An equation $f(x)=0$ with $f(x)$ a given function of a variable x taking rational values can be solved by time stepping:

• $x = x + f(x)*dt$                (1)

where the sign of $f(x)$ is chosen so that $\frac{df}{dx} <0$ and the time step dt is small enough. We start with $x=x_0$ as a start approximation and compute successively:

• $x_{n+1} = x_n + f(x_n)*dt$ for $n=0, 1, 2,...$

If the sequence x_n converges to a value X so that $x_{n+1}-x_n=f(x_n)*dt$ gets small as n increases, also $f(x_n)$ becomes small and so we will have $f(X)=0$ (assuming $f(x)$ is continuous) and so we have computed a root X to the equation $f(x)=0$.
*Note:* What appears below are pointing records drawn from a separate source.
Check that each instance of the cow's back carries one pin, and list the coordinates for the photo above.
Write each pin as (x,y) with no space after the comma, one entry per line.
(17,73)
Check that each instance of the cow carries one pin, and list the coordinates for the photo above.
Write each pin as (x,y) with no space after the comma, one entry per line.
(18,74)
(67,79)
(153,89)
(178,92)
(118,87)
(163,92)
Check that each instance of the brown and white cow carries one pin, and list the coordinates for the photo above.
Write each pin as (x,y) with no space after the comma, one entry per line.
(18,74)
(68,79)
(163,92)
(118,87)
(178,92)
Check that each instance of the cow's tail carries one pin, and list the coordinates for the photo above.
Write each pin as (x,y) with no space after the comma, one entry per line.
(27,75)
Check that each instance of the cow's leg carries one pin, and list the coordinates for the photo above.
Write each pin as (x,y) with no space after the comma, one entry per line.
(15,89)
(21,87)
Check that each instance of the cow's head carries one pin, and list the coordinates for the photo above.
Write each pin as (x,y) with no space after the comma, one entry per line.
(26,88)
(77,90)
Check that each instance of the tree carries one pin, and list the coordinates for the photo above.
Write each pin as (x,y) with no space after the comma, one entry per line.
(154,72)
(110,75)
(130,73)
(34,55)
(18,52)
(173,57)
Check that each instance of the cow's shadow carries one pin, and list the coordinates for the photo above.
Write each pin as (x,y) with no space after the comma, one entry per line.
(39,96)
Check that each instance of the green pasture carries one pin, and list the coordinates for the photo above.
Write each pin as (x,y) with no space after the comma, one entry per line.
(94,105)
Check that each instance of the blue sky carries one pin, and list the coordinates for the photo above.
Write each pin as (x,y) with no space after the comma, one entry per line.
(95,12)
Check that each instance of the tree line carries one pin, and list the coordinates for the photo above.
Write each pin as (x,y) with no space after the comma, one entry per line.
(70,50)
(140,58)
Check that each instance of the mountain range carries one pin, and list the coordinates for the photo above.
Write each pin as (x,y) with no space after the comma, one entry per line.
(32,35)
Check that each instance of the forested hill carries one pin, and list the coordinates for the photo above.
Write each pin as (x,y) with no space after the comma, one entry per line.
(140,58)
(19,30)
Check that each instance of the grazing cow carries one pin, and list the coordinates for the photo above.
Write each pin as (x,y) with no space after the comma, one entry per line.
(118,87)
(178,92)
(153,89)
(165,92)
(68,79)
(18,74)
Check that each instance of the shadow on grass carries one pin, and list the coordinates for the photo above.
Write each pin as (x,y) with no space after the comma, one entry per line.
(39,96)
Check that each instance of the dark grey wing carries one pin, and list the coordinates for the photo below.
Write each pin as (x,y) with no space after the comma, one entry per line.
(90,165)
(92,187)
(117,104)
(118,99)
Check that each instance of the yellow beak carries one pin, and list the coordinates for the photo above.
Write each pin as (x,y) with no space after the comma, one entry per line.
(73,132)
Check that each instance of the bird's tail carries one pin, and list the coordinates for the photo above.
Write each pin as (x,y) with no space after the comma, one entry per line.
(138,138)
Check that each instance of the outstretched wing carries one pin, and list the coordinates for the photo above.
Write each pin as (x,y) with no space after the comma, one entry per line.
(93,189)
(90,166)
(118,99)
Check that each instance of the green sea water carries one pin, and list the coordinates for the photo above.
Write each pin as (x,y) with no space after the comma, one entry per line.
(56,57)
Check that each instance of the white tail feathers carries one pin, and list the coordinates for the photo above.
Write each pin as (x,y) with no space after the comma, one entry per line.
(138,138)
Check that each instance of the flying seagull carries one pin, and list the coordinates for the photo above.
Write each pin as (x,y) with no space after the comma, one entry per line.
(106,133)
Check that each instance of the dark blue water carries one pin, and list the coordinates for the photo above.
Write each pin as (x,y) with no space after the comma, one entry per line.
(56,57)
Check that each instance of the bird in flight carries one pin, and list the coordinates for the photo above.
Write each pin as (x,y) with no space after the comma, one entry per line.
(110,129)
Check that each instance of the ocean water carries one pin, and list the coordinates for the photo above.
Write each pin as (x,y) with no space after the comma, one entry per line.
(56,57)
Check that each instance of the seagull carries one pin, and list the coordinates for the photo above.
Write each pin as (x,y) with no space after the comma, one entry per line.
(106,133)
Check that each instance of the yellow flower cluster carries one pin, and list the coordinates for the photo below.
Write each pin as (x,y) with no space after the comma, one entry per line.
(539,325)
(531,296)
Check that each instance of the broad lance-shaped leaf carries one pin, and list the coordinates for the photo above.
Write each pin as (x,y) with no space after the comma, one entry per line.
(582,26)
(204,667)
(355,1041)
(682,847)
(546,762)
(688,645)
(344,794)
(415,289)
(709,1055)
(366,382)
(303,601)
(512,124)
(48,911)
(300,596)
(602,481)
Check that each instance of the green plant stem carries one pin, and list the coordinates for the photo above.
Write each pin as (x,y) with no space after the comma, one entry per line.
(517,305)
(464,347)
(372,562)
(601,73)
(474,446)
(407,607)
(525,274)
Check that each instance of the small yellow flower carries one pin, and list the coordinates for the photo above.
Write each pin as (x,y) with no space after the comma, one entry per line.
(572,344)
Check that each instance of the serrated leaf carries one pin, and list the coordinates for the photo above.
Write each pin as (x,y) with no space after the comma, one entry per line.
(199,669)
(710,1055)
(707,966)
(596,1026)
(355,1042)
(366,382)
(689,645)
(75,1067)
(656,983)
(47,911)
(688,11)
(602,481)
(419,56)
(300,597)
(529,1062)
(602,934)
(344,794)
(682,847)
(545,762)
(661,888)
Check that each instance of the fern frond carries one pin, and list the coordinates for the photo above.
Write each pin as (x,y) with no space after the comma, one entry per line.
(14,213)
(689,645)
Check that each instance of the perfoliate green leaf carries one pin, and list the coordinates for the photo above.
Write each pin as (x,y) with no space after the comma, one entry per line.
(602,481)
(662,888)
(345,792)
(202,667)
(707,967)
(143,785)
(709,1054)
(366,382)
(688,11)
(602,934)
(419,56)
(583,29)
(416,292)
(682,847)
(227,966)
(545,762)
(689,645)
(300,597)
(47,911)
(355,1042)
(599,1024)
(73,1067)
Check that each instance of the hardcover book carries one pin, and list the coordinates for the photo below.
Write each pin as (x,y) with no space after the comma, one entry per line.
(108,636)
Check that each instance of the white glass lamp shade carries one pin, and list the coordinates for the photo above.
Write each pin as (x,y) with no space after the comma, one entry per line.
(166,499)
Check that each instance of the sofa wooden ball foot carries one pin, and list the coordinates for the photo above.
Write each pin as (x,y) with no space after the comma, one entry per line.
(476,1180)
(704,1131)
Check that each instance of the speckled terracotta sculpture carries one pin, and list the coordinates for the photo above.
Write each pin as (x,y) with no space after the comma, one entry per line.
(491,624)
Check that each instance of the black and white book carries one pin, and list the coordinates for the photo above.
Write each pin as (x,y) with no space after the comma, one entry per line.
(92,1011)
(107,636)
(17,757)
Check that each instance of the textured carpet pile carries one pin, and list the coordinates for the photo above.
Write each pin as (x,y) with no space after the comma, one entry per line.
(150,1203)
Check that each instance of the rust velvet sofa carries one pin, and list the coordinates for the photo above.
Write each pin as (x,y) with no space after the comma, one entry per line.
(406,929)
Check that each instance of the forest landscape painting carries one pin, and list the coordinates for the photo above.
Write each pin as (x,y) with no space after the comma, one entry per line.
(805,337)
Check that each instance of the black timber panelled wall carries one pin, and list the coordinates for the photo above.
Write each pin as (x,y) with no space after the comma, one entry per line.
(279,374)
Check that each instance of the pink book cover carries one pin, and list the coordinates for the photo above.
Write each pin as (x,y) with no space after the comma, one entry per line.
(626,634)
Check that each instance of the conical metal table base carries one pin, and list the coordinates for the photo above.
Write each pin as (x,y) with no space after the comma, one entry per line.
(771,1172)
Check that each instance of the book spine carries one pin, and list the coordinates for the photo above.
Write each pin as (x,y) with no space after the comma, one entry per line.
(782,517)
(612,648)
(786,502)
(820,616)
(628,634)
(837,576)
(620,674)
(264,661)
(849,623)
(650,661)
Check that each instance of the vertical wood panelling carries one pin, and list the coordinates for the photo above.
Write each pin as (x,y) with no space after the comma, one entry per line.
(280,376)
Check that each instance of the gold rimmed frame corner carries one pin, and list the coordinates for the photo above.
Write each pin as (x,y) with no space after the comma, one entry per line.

As an example consider $f(x)=2-x^2$ with $x_0=1$ and $dt=0.1$.

See that $X =\sqrt{2}$.

To understand the condition $\frac{df}{dx} <0$ and dt small enough, subtract two successive steps to get

• $x_{n+1}-x_{n} = x_n -x_{n-1} +(f(x_n)-f(x_{n-1})*dt\approx (x_n-x_{n-1})(1+\frac{df}{dx}(x_n)*dt)$

where convergence with

• $\vert x_{n+1}-x_{n}\vert \approx q\vert x_{n}-x_{n-1}\vert$

is guaranteed if

• $q=\vert 1+\frac{df}{dx}(x_n)*dt\vert < 1$

with quicker convergence the smaller q is. Explain.

Play with the above code and compute roots.

Compare with Solving Equations by Newton’s Method

Compare with Fixed Point Iteration

#### Generalisation to Newton’s Method

Consider time stepping with the following variant of (1):

• $x = x + alpha*f(x)*dt$,         (2)

where alpha is a number to be chosen according to the following consideration:

Rewrite (2) as fixed point iteration

• $x = g(x)$  with $g(x) = x + alpha*f(x)$

with convergence if $\vert Dg(x)\vert < 1$ for all x, where $Dg = dg/dx$ and quicker convergence the smaller $vert Dg(x)\vert|$ is. We compute

• $Dg(x) = 1 + alpha*Df(x)$

to find that Dg(x) is small (0) if

• $alpha = -\frac{1}{Df(x)}$.

We are thus led to time step as follows choosing dt = 1,

• $x = x - \frac{f(x)}{Df(x)}$

which is Newton’s Method with very quick convergence (assuming Df(x) not zero).